There is no public metric to detect this drift early. We measure incidents resolved, change success rate, CSAT, deployment frequency. We do not measure whether the platform itself is structurally sound.
Before the metric, the context. The framework this comes from, in twelve minutes:
I want to propose one.
The Architectural Debt Ratio
Architectural Debt Ratio = lines of custom code in scope / number of out-of-the-box capabilities actively used
That is it. Count every line of script in your update sets and scoped applications. Count every OOTB capability your platform is genuinely using, not licensed, actually using. Divide.
The ratio is not interesting in absolute terms. It is interesting as a trend line over quarters.
A healthy platform sees this number flat or declining. Custom code grows, but so does adoption of platform capability. The ratio holds steady or improves as the team learns to lean on configuration instead of code.
A platform heading toward replatform sees this number climb every quarter. The team is solving every new requirement with a script because nobody has the time, the architectural pattern, or the authority to push back and use what the platform already does.

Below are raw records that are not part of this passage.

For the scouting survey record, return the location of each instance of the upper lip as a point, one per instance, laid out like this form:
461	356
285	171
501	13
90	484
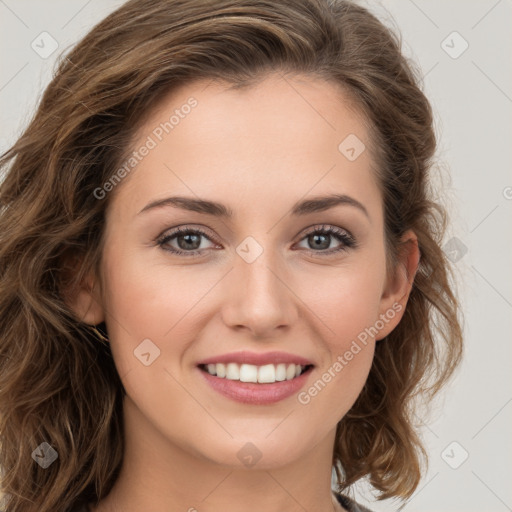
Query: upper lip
257	359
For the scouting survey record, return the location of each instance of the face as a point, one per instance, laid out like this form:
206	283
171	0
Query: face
273	267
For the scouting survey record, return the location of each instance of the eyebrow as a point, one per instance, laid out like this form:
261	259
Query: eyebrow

What this looks like in the field
I once walked into a banking client running ITSM at scale across roughly four thousand fulfillers. On paper the platform was healthy. Stable, no major incidents, change success rate above ninety percent.
Underneath, the team had written over three hundred Business Rules and Script Includes to bend the OOTB incident, change, and request flows into something that resembled their legacy ticketing tool.

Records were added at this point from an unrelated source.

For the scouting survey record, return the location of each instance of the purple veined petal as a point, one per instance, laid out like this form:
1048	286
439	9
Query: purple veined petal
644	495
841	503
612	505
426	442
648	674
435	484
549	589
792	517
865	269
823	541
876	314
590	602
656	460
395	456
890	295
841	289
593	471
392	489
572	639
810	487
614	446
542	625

Every upgrade took six months. Every regulatory change required a developer. The replatform conversation started in year three. The audit conversation started in year four. By the time I was brought in, the cost of unwinding the custom logic was higher than the cost of a fresh implementation. None of this was visible until someone counted the scripts.
How to measure it on your instance this week
You do not need a fancy dashboard. You need one query and one count.
Custom script volume. Run a Background Script that totals the script field length across sys_script, sys_script_include, sys_script_client, sys_ui_action, sys_ui_policy, and any custom Business Rules in scope. That gives you a defensible proxy for custom code lines.
OOTB capabilities in use. Walk the Application Navigator and list every module your team has touched in the last ninety days. Be honest. Licensed but unused does not count.
Divide. Record the number. Add it to your platform owner's dashboard. Re-measure next quarter.
The number itself is not the story. The slope is.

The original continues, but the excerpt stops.